I am sure that there is no piece of journalism that honors the voices of the migrants as much as this novel does. A writing that confronts. Poetry in the carrion.
— Lydia Cacho
Reading Emiliano Monge is tuning in to a secret poetry. This novel is the paradigm of a new narrative—cathartic, direct, vital, without beating around the bush.
— Berna González Harbour, Babelia
A painful and fatal chant, Las tierras arrasadas magnificently sheds light on the thousands of nameless immigrants cast on the roads. Chilling and brutal, [the book] is a compendium of humanity in search for a better life.
— Ariane Singer, Le Monde
Monge followed the track of the kidnapped, tortured and assassinated migrants, with enough compassion as to allow them to talk, or rather moan, without refusing the other truth, the one that sets the novelist apart from the journalist. Assuming that Evil is human, the author narrates not so much the back-and-forths of the victims, dead or alive, whose souls have been torn away, but of the kidnappers, traffickers of human beings, a man and woman willing to suffer through a tragic love story while they kill.
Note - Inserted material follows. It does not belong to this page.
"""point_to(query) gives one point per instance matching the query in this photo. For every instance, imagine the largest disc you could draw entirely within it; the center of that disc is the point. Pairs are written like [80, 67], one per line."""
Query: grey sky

In the sea of books I have read about the hell endured by migrants, about the fierce Mexico that they cross amidst of the narco wars, I suspect that Las tierras arrasadas is one that will survive.
— Christopher Domínguez Michael, El Universal
In an odyssey of relentless human cruelty, Emiliano Monge, one of the many linguistically adroit writers currently at work in what is an exciting era for Mexican fiction, spares no one. That he can succeed in generating any sympathy for his frenetic lovers is entirely due to the ferocious eloquence of his prose, which has been magnificently well served by translator Frank Wynne’s Miltonic register. Filtered through a wry, if urgent, continuous present tense, it conveys the inhumanity of the jungle and desert landscapes … Monge’s realist, deadly topical fiction is a weighty metaphor for our world gone mad. His characters, however depraved, often reveal traces of empathy, self-doubt, even suppressed horror.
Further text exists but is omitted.